This brings us to the merits. Adkins and the twelve other plaintiffs are dairy delivery drivers Safeway hired before 1969 and paid, in part, on a commission basis. Drivers Safeway hired after 1969 were paid solely on an hourly basis. By 1989, the pre-1969 workers were being paid an average of $53,210 annually, while the post-1969 workers were receiving $38,-483 for exactly the same work. Under the terms of a collective bargaining agreement executed that year between Safeway and Local 246, all drivers are now paid only an hourly wage. (A number of non-wage benefits continue to be allocated on a seniority basis.) According to the affidavit of a Safeway official, the change was intended to bring the company’s pay structure into line with its competitors, and to further efficiency in delivery operations. The change has had the undisputed effect of reducing the average wages of Adkins and his fellow pre-1969 drivers while increasing the average wages of the post-1969 drivers. Noting that the pre-1969 drivers averaged 54 years of age, while the post-1969 drivers were on average 8 years younger (Adkins was 54 in 1989), plaintiffs filed suit under the Age Discrimination in Employment Act, 29 U.S.C. § 623.

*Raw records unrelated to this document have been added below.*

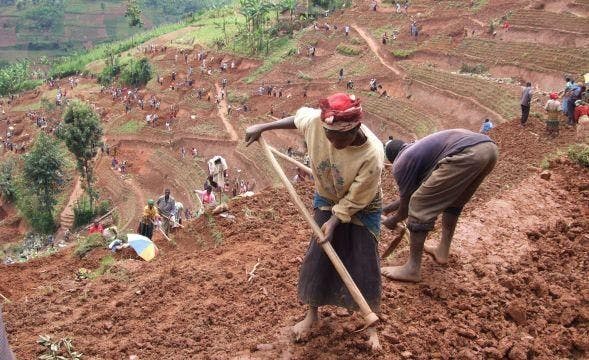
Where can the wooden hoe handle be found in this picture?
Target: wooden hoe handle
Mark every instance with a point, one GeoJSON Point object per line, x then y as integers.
{"type": "Point", "coordinates": [369, 316]}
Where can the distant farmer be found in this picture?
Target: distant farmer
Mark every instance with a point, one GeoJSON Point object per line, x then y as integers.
{"type": "Point", "coordinates": [347, 161]}
{"type": "Point", "coordinates": [526, 99]}
{"type": "Point", "coordinates": [207, 196]}
{"type": "Point", "coordinates": [575, 94]}
{"type": "Point", "coordinates": [148, 220]}
{"type": "Point", "coordinates": [5, 353]}
{"type": "Point", "coordinates": [165, 207]}
{"type": "Point", "coordinates": [218, 170]}
{"type": "Point", "coordinates": [437, 174]}
{"type": "Point", "coordinates": [553, 109]}
{"type": "Point", "coordinates": [176, 217]}
{"type": "Point", "coordinates": [582, 119]}
{"type": "Point", "coordinates": [486, 127]}
{"type": "Point", "coordinates": [96, 228]}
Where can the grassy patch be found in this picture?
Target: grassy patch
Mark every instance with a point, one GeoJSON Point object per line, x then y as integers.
{"type": "Point", "coordinates": [304, 76]}
{"type": "Point", "coordinates": [207, 30]}
{"type": "Point", "coordinates": [130, 127]}
{"type": "Point", "coordinates": [402, 53]}
{"type": "Point", "coordinates": [280, 49]}
{"type": "Point", "coordinates": [473, 69]}
{"type": "Point", "coordinates": [478, 5]}
{"type": "Point", "coordinates": [70, 65]}
{"type": "Point", "coordinates": [348, 50]}
{"type": "Point", "coordinates": [207, 129]}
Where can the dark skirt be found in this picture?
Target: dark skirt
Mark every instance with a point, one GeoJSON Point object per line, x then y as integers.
{"type": "Point", "coordinates": [145, 229]}
{"type": "Point", "coordinates": [319, 282]}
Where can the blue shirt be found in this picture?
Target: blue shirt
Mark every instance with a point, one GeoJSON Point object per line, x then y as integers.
{"type": "Point", "coordinates": [416, 161]}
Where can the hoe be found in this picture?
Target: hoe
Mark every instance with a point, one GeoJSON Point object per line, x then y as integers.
{"type": "Point", "coordinates": [369, 316]}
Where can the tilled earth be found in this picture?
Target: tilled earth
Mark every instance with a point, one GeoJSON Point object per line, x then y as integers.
{"type": "Point", "coordinates": [197, 299]}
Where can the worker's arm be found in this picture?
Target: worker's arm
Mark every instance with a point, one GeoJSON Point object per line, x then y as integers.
{"type": "Point", "coordinates": [401, 214]}
{"type": "Point", "coordinates": [253, 133]}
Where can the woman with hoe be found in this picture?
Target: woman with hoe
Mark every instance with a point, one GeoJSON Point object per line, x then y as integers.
{"type": "Point", "coordinates": [346, 161]}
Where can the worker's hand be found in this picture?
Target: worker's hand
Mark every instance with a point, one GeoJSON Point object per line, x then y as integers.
{"type": "Point", "coordinates": [253, 133]}
{"type": "Point", "coordinates": [328, 229]}
{"type": "Point", "coordinates": [390, 222]}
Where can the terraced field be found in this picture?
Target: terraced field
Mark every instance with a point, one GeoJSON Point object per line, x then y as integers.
{"type": "Point", "coordinates": [400, 113]}
{"type": "Point", "coordinates": [526, 55]}
{"type": "Point", "coordinates": [188, 175]}
{"type": "Point", "coordinates": [486, 93]}
{"type": "Point", "coordinates": [537, 19]}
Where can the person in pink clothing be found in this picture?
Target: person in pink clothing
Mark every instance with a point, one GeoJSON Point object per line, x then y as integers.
{"type": "Point", "coordinates": [207, 197]}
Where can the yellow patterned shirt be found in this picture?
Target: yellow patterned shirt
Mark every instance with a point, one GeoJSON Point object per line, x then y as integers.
{"type": "Point", "coordinates": [349, 177]}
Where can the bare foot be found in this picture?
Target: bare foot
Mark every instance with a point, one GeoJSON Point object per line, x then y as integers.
{"type": "Point", "coordinates": [301, 328]}
{"type": "Point", "coordinates": [373, 341]}
{"type": "Point", "coordinates": [436, 254]}
{"type": "Point", "coordinates": [402, 273]}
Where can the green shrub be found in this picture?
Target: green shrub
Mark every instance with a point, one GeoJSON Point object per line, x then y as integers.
{"type": "Point", "coordinates": [103, 207]}
{"type": "Point", "coordinates": [108, 74]}
{"type": "Point", "coordinates": [89, 243]}
{"type": "Point", "coordinates": [137, 73]}
{"type": "Point", "coordinates": [579, 154]}
{"type": "Point", "coordinates": [348, 50]}
{"type": "Point", "coordinates": [402, 54]}
{"type": "Point", "coordinates": [7, 184]}
{"type": "Point", "coordinates": [40, 221]}
{"type": "Point", "coordinates": [473, 69]}
{"type": "Point", "coordinates": [83, 212]}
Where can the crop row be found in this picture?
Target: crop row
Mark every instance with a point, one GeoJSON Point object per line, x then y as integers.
{"type": "Point", "coordinates": [527, 55]}
{"type": "Point", "coordinates": [547, 20]}
{"type": "Point", "coordinates": [400, 113]}
{"type": "Point", "coordinates": [188, 176]}
{"type": "Point", "coordinates": [484, 92]}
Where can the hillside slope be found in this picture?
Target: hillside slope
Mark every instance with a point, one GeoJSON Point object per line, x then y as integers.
{"type": "Point", "coordinates": [515, 287]}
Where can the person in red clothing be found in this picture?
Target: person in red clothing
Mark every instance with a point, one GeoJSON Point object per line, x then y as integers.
{"type": "Point", "coordinates": [582, 120]}
{"type": "Point", "coordinates": [581, 109]}
{"type": "Point", "coordinates": [96, 228]}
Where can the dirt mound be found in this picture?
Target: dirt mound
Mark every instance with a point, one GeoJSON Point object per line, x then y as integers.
{"type": "Point", "coordinates": [198, 299]}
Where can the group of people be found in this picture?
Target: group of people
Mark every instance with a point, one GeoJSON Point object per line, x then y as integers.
{"type": "Point", "coordinates": [573, 106]}
{"type": "Point", "coordinates": [435, 175]}
{"type": "Point", "coordinates": [165, 213]}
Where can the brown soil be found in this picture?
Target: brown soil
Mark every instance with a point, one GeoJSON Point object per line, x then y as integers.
{"type": "Point", "coordinates": [515, 287]}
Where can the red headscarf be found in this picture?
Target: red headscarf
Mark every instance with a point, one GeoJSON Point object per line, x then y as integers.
{"type": "Point", "coordinates": [340, 112]}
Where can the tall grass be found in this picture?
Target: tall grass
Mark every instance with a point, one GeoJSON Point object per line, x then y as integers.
{"type": "Point", "coordinates": [76, 63]}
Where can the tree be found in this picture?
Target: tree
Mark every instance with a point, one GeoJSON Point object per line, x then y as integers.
{"type": "Point", "coordinates": [133, 13]}
{"type": "Point", "coordinates": [137, 73]}
{"type": "Point", "coordinates": [82, 133]}
{"type": "Point", "coordinates": [7, 183]}
{"type": "Point", "coordinates": [42, 175]}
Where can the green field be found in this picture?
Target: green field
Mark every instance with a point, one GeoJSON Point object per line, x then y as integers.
{"type": "Point", "coordinates": [75, 25]}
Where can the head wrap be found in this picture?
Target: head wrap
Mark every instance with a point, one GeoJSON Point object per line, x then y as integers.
{"type": "Point", "coordinates": [340, 112]}
{"type": "Point", "coordinates": [393, 148]}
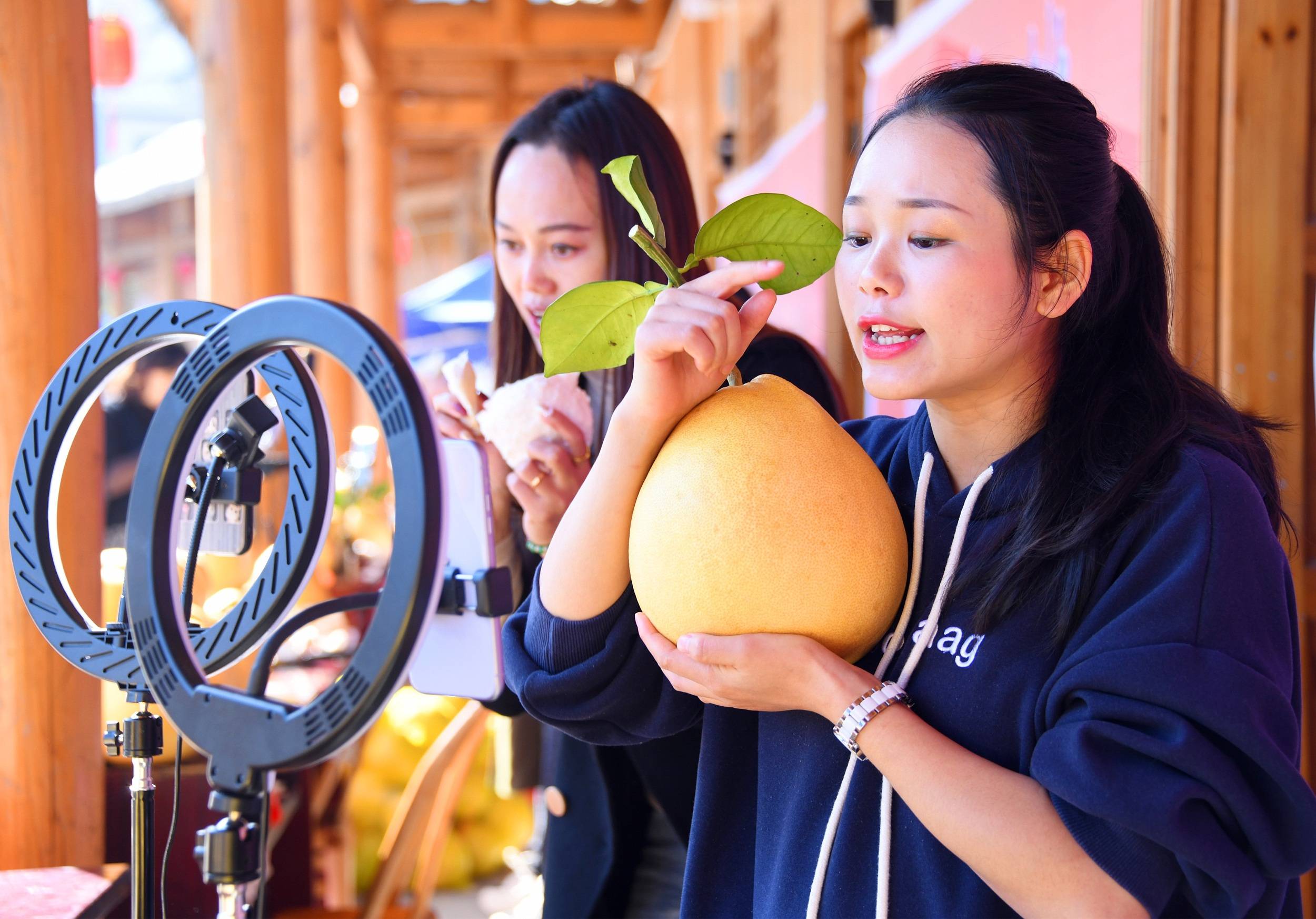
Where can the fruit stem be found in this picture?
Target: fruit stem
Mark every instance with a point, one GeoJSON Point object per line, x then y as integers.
{"type": "Point", "coordinates": [657, 253]}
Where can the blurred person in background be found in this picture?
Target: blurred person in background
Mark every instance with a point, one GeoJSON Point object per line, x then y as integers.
{"type": "Point", "coordinates": [127, 418]}
{"type": "Point", "coordinates": [620, 815]}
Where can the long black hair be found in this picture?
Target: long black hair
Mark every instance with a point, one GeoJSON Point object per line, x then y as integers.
{"type": "Point", "coordinates": [1119, 403]}
{"type": "Point", "coordinates": [596, 123]}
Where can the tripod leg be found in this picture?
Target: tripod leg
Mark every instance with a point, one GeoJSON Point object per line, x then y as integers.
{"type": "Point", "coordinates": [144, 839]}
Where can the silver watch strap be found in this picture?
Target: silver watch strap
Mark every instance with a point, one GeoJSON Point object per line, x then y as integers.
{"type": "Point", "coordinates": [864, 710]}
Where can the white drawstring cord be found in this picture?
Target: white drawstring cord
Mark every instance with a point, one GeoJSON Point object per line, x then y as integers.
{"type": "Point", "coordinates": [915, 656]}
{"type": "Point", "coordinates": [888, 654]}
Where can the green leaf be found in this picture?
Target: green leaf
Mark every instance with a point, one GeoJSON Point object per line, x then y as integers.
{"type": "Point", "coordinates": [772, 227]}
{"type": "Point", "coordinates": [628, 175]}
{"type": "Point", "coordinates": [594, 325]}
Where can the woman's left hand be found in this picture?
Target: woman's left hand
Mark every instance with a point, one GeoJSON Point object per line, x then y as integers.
{"type": "Point", "coordinates": [757, 672]}
{"type": "Point", "coordinates": [545, 483]}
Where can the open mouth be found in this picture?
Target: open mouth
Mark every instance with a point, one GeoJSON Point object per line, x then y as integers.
{"type": "Point", "coordinates": [883, 333]}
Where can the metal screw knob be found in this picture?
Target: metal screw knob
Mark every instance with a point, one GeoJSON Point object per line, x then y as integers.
{"type": "Point", "coordinates": [114, 739]}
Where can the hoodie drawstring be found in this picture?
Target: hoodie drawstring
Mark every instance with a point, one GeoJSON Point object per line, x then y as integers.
{"type": "Point", "coordinates": [889, 654]}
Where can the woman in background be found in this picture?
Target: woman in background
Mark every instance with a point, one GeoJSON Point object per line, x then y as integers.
{"type": "Point", "coordinates": [616, 841]}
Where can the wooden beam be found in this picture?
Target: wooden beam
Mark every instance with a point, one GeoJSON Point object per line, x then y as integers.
{"type": "Point", "coordinates": [1182, 128]}
{"type": "Point", "coordinates": [1262, 224]}
{"type": "Point", "coordinates": [241, 57]}
{"type": "Point", "coordinates": [838, 54]}
{"type": "Point", "coordinates": [370, 203]}
{"type": "Point", "coordinates": [360, 43]}
{"type": "Point", "coordinates": [52, 764]}
{"type": "Point", "coordinates": [486, 29]}
{"type": "Point", "coordinates": [319, 182]}
{"type": "Point", "coordinates": [420, 119]}
{"type": "Point", "coordinates": [181, 14]}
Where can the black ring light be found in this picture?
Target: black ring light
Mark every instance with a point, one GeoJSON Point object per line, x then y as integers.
{"type": "Point", "coordinates": [243, 735]}
{"type": "Point", "coordinates": [49, 436]}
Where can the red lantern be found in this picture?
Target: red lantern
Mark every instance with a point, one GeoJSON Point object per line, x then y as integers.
{"type": "Point", "coordinates": [111, 52]}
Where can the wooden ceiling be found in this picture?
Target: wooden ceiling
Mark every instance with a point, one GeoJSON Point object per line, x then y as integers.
{"type": "Point", "coordinates": [465, 72]}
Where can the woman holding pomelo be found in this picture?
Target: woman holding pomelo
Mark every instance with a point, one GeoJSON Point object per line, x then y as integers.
{"type": "Point", "coordinates": [616, 842]}
{"type": "Point", "coordinates": [1123, 739]}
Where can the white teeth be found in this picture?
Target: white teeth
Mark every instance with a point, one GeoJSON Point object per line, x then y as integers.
{"type": "Point", "coordinates": [893, 339]}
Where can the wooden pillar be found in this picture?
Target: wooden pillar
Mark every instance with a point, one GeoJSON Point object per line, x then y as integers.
{"type": "Point", "coordinates": [52, 773]}
{"type": "Point", "coordinates": [1231, 119]}
{"type": "Point", "coordinates": [1183, 64]}
{"type": "Point", "coordinates": [1262, 348]}
{"type": "Point", "coordinates": [319, 182]}
{"type": "Point", "coordinates": [241, 56]}
{"type": "Point", "coordinates": [370, 185]}
{"type": "Point", "coordinates": [846, 28]}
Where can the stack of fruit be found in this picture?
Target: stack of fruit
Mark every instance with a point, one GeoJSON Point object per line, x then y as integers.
{"type": "Point", "coordinates": [485, 825]}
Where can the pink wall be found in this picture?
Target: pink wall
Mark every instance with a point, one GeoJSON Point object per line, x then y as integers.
{"type": "Point", "coordinates": [1094, 44]}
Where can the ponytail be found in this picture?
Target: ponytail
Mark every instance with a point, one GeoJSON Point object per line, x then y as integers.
{"type": "Point", "coordinates": [1120, 406]}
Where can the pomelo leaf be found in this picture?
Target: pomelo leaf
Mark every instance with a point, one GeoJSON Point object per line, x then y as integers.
{"type": "Point", "coordinates": [594, 325]}
{"type": "Point", "coordinates": [777, 227]}
{"type": "Point", "coordinates": [628, 175]}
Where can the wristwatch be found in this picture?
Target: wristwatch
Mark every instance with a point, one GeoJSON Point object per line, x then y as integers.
{"type": "Point", "coordinates": [864, 710]}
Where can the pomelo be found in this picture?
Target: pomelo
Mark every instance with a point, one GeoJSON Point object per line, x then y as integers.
{"type": "Point", "coordinates": [762, 515]}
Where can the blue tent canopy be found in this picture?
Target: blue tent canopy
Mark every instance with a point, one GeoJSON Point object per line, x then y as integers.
{"type": "Point", "coordinates": [452, 312]}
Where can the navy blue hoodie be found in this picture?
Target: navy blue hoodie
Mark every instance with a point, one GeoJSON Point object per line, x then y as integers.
{"type": "Point", "coordinates": [1167, 730]}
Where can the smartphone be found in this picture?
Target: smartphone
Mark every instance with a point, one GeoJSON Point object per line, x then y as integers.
{"type": "Point", "coordinates": [462, 654]}
{"type": "Point", "coordinates": [228, 527]}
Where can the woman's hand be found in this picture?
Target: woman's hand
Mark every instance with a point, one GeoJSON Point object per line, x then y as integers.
{"type": "Point", "coordinates": [452, 423]}
{"type": "Point", "coordinates": [545, 483]}
{"type": "Point", "coordinates": [757, 672]}
{"type": "Point", "coordinates": [693, 338]}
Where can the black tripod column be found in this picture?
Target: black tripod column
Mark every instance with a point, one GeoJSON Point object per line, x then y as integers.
{"type": "Point", "coordinates": [230, 851]}
{"type": "Point", "coordinates": [141, 739]}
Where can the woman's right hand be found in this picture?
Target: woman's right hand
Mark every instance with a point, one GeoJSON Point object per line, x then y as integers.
{"type": "Point", "coordinates": [452, 423]}
{"type": "Point", "coordinates": [691, 340]}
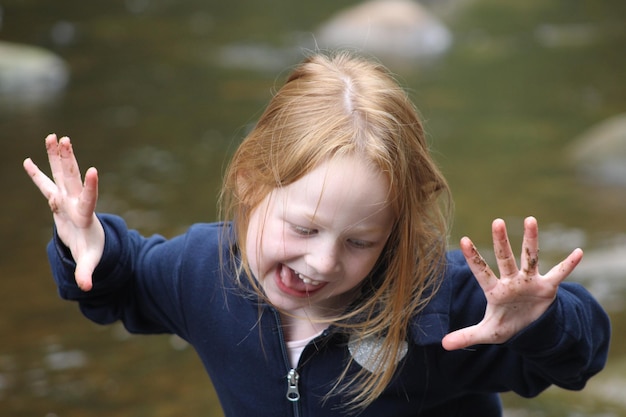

Judge Lamberth’s well-reasoned opinion granting defendants’ motion for summary judgment concluded that plaintiffs had failed to establish a prima facie case of discrimination and therefore had not shifted the burden to defendants to justify the pay change as the product of a legitimate nondiscriminatory motive. See generally Cuddy v. Carmen, 694 F.2d 853, 856-57 (D.C.Cir.1982). Judge Lamberth wrote:
[T]he facts in the present case do not permit an inference of age discrimination as a factor leading to the elimination of the commission system. The court rejects plaintiffs’ attempt to establish a prima facie case by showing a disparity in the average age of the pre- and post-1969 drivers (54 and 46 years old, respectively). The court believes that plaintiffs’ attempt to stress the difference in average age obscures consideration of the actual factual scenario which reveals that the decision to eliminate the commission system had nothing to do with age.
A comparison of the undisputed age of each pre- and post-1969 driver does not permit an inference of discrimination. While the pre-1969 group does have some individuals who are older than any in the post-1969 group, the post-1969 group has many individuals who are the same age or older than numerous individuals in the pre-1969 group. The court finds that the evidence of the differences in respective ages of individuals of the two dairy driver groups is insufficient to permit an inference of discrimination.
Memorandum Opinion and Order, No. 89-3054, 1991 WL 120194 (D.D.C. June 21, 1991), at 10.
We entirely agree with Judge Lam-berth’s analysis. For the reasons he gave, Adkins has manifestly failed to present sufficient evidence of age discrimination by Safeway or Local 246 to survive summary judgment.
Therefore, the district court’s order granting summary judgment and dismissing the complaint is affirmed.